What Is Pharmacogenetic Testing (and Who Should Get It)?
Genetic testing is a new tool for those seeking personalized mental health care.
Posted Jan 22, 2021
With the rapid advances in the field of genetics and a growing understanding of the human brain and body, the past few decades have seen a rise in precision (or personalized) medicine. We know that while two people may share the same symptoms or clinical diagnosis, that does not mean that they will find relief with the same medication. Nonetheless, psychiatric medicines are often marketed and understood as “one size fits all;” in clinical practice, not everyone reacts to medicine—especially psychiatric medicine—the same way. This is due in part to an individual patient’s genetics.
What is pharmacogenomics/pharmacogenetics (PGx)?
Pharmacogenetics (PGx) is a field of study combining the science of pharmacology and genomics to understand how an individual’s genetics may influence the response to drugs. PGx testing has broad implications in mental health treatment, as the Food and Drug Administration (FDA) has over 270 medicines with genetic-based guidance on their manufacturing labels. Of those, 36 are mental health-related medicines.
PGx testing cannot determine “the perfect drug” for anyone; however, it provides valuable genetic insight to aid a clinician in the decision-making process in conjunction with reviewing the patient’s symptoms, past treatment responses, family history, and treatment goals. It can provide valuable insights by looking at the genes that could impact:
- How the person’s body may metabolize and absorb medicines.
- How sensitive a person’s body may be to certain medicines (which may increase or decrease their risk of medication-related side effects).
- It can give providers an informative tool in considering different treatment options or individualizing doses to best help the patient.
Growing evidence supporting PGx
Though PGx has been around for several years, there has been some hesitation in the mental health community to widespread adoption of genetic testing for patients. Some clinicians believe this testing is “experimental” or “may not be ready for prime time;” others have not been sufficiently educated on how to interpret the results (and have difficulty explaining the results to their patients). As experience with this tool has grown (and the tests have become more sophisticated by including more genes of interest), PGx testing is increasingly acknowledged by accredited institutions or respected healthcare establishments. For example:
- The FDA has stated, “Pharmacogenomics can play an important role in identifying responders and non-responders to medicines, avoiding adverse events, and optimizing drug dose.”
- The American Psychiatric Association’s (APA) updated 2020 schizophrenia treatment guidelines recognized that treatment with antipsychotics “can be influenced by genetic differences and metabolic enzyme activity.”
- The APA also acknowledged that the CYP2D6 gene (one gene that is commonly analyzed in PGx testing) “likely has the greatest potential for impact on antipsychotic medication metabolism.”

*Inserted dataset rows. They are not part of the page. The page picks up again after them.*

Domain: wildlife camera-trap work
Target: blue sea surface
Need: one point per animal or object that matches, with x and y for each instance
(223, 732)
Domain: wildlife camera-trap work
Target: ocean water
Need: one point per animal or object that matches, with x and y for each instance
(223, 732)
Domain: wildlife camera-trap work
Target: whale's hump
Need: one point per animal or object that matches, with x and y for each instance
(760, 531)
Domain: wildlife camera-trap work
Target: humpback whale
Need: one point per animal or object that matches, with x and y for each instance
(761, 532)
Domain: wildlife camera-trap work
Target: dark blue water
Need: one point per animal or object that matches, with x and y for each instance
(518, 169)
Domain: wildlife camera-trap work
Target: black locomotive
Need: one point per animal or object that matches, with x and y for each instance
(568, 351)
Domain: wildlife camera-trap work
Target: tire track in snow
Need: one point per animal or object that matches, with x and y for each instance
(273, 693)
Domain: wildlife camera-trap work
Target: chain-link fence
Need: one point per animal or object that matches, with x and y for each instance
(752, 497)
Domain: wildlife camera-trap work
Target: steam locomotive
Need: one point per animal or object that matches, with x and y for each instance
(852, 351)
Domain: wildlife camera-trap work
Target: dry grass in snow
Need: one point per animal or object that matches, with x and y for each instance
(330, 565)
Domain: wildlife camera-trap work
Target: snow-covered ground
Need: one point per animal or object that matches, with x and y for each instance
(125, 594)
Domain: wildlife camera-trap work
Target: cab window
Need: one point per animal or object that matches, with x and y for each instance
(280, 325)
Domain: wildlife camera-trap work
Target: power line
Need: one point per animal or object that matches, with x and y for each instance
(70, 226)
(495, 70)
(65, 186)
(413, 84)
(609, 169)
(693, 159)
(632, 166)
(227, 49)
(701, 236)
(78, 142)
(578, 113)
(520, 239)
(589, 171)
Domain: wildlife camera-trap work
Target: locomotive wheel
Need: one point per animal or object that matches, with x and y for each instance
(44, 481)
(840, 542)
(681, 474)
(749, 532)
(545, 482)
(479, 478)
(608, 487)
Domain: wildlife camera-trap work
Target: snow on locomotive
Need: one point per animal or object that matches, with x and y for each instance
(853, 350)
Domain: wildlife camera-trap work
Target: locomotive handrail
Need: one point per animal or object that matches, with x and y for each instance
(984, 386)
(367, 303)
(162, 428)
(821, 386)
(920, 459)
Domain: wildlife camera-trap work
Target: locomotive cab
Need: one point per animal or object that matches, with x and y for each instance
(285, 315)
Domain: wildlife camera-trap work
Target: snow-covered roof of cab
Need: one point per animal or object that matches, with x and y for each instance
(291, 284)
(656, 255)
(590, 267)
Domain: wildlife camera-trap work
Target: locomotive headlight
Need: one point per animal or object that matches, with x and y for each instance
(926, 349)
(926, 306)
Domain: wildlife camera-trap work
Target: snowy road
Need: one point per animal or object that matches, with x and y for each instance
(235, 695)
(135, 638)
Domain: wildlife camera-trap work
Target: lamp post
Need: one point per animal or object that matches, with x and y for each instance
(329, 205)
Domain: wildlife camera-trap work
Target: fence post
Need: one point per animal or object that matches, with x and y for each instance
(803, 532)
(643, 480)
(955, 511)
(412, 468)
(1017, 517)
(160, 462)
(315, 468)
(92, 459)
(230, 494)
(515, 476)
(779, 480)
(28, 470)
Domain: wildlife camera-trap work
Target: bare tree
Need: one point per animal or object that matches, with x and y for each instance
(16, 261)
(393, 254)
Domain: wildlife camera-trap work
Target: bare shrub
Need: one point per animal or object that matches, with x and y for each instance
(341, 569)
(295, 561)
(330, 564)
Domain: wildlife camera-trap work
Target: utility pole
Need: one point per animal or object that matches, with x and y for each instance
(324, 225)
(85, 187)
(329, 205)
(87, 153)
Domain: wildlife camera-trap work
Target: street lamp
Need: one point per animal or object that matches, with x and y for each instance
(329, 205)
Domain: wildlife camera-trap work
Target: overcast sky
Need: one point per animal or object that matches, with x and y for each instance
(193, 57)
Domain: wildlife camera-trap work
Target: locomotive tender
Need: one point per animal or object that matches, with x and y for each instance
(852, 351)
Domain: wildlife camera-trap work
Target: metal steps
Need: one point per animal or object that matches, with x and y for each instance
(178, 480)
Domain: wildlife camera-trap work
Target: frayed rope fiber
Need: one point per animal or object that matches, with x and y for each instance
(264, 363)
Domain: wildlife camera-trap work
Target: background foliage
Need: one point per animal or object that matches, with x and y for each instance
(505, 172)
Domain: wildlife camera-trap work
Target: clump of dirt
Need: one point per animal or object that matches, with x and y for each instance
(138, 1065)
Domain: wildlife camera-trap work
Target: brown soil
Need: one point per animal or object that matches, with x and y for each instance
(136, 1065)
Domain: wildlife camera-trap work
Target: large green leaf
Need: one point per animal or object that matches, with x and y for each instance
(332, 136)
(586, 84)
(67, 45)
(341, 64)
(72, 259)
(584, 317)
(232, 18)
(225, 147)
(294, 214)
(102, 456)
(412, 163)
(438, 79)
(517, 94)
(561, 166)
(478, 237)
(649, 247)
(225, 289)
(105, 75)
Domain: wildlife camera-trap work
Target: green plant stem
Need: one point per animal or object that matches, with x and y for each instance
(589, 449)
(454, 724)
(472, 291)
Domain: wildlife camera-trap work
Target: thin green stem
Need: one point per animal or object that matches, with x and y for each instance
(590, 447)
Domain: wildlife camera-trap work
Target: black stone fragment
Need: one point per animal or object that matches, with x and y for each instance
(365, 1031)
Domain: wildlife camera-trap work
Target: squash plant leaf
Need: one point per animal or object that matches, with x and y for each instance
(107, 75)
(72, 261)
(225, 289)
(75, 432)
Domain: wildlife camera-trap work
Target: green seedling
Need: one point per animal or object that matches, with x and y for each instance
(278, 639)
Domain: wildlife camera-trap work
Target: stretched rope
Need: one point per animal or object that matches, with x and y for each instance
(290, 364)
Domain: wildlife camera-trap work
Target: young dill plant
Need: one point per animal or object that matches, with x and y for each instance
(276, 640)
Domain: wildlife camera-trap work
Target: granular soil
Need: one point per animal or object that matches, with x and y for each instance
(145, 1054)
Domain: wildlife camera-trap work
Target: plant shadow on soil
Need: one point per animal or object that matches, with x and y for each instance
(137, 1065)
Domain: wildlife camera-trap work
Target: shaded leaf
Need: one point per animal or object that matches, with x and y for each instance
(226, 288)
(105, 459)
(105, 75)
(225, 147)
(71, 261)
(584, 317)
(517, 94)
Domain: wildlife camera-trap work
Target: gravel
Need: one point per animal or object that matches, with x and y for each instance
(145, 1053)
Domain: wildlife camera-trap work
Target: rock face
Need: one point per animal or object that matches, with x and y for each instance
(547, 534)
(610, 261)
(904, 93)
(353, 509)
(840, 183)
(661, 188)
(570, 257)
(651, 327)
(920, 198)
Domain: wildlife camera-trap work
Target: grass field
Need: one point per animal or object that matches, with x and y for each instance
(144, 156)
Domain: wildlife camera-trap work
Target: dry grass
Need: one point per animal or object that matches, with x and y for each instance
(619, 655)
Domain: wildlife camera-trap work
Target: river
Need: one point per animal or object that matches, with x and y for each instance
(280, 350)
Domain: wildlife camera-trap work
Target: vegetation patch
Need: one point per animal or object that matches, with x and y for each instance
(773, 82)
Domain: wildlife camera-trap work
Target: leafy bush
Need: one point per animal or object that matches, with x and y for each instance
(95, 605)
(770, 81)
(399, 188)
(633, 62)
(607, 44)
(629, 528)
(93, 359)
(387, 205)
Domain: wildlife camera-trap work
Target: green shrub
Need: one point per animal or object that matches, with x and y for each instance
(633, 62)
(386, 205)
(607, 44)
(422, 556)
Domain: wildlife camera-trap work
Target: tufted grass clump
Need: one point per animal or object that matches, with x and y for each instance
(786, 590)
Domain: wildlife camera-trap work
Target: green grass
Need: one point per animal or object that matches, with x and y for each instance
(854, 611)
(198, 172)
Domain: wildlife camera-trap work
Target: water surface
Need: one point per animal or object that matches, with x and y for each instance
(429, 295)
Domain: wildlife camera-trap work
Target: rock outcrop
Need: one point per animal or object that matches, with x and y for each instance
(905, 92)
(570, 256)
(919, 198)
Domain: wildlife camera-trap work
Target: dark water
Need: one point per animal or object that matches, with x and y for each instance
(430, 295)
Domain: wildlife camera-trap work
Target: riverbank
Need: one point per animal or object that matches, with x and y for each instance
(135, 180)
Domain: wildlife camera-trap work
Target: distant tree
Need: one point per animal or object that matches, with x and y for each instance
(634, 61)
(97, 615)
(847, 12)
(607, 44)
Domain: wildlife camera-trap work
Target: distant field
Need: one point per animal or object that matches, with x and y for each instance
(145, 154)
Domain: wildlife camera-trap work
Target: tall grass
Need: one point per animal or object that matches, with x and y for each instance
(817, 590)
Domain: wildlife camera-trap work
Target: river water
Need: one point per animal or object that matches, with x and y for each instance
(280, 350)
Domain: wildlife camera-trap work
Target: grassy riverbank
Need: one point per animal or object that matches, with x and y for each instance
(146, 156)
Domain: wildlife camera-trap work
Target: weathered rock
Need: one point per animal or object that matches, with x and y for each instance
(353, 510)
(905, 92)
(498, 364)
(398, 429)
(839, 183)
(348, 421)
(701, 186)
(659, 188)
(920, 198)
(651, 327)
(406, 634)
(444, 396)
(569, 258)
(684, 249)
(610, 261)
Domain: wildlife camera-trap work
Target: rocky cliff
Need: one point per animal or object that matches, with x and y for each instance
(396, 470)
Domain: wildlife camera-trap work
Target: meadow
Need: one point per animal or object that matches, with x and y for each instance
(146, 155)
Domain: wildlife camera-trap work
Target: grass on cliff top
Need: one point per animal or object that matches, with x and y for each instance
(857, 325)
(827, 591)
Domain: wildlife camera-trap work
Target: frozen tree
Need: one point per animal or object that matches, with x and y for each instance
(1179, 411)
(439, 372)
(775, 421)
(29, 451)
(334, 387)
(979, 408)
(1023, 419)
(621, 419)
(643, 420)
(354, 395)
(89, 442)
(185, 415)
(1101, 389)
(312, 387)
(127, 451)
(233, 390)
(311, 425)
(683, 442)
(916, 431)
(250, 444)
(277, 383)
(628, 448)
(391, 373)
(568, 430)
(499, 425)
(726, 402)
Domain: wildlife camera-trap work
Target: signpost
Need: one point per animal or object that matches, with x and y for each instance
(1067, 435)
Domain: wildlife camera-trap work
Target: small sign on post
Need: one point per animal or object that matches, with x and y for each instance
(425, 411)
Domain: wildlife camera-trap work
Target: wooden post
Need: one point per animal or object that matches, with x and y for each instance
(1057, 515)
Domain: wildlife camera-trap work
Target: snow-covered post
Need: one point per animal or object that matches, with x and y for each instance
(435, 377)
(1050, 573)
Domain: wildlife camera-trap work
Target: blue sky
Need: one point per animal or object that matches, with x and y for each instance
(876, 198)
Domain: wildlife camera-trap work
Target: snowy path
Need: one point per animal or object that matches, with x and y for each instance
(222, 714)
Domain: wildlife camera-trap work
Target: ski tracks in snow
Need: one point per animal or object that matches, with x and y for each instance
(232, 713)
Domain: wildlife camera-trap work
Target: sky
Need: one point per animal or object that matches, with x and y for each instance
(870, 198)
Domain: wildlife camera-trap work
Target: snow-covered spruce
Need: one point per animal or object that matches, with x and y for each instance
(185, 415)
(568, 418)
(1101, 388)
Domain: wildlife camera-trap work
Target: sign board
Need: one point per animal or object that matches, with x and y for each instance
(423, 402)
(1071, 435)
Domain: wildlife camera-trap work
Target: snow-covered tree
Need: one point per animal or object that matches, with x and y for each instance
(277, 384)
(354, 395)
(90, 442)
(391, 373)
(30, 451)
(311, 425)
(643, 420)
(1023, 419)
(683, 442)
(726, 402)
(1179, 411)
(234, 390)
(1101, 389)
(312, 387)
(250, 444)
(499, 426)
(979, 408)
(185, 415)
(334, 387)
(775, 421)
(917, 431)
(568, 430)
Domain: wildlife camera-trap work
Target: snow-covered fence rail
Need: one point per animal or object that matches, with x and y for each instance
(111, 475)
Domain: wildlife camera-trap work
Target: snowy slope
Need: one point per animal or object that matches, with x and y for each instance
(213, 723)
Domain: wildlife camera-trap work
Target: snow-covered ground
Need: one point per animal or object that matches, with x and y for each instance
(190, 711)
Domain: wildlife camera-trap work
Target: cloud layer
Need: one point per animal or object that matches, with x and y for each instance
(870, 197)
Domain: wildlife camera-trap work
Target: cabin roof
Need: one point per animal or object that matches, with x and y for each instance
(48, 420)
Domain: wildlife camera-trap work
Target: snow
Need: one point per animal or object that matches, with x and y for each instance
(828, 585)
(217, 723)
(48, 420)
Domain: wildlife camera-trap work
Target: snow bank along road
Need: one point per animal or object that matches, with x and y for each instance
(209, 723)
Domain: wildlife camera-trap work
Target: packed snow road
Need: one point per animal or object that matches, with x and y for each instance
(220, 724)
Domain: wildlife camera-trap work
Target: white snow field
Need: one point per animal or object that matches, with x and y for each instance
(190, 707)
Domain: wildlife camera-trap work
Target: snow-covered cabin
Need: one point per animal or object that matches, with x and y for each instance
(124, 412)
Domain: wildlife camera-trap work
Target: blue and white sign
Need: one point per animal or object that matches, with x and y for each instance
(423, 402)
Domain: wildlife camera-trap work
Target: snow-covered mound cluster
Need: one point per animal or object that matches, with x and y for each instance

- In a random-effects meta-analysis, (i.e., a study of studies), patients with Major Depressive Disorder tested with PGx were 71% more likely to achieve remission on their medication regimen compared to participants receiving treatment as usual.
Who is PGx testing best suited for?
It is important for patients to understand that pharmacogenetic testing does not yet provide clinical insights regarding an individual’s diagnosis. Rather, PGx testing is done to help streamline a person’s treatment path to the appropriate medication and dosage, potentially reducing the “trial and error” that often happens with real-world (“treatment as usual”) situations. In my experience, ideal candidates for this testing include:
- People worried about developing side effects to medicines or those who already have had significant side effects to past trials of psychiatric medicines.
- People with comorbidities (co-occurring conditions): Treating one psychiatric condition is a challenge on its own. Adding additional diagnoses can complicate treatment substantially. In addition, patients with co-occurring diagnoses often receive prescriptions for more than one medicine for their different conditions and/or target symptoms (increasing the risk of drug-drug interactions). Providers should be familiar with drug-drug, as well as drug-gene interactions. With some advanced PGx tests, results are linked to software that can help manage these complex interactions.
- Patients with specific lifestyle factors: Lifestyle factors, like coffee consumption or smoking tobacco, may influence drug blood levels and, therefore, drug tolerability and response.
- Patients interested in learning more about themselves and their own biology: One important aspect of pharmacogenetic testing is that a person’s genes do not change. This means that the results are theoretically good for life and can be used down the road for alternative conditions (or alternative medicines) as needed.
The explosion in genetics and genetic testing has had far-reaching impacts on society and medicine. Many are increasingly comfortable with sharing their genetic information to learn more about their ancestry, risk of developing disease, and—in the mental health space—one’s potential response to ongoing or proposed medication. PGx testing is gaining increased acceptance in the mental health field, and perhaps the most momentum it has ever seen with expanding insurance coverage. The use of PGx testing in psychiatry is likely to increase as previous barriers (e.g., lack of education on the part of providers and patients, inconsistent reimbursement, and workflow issues) are reduced.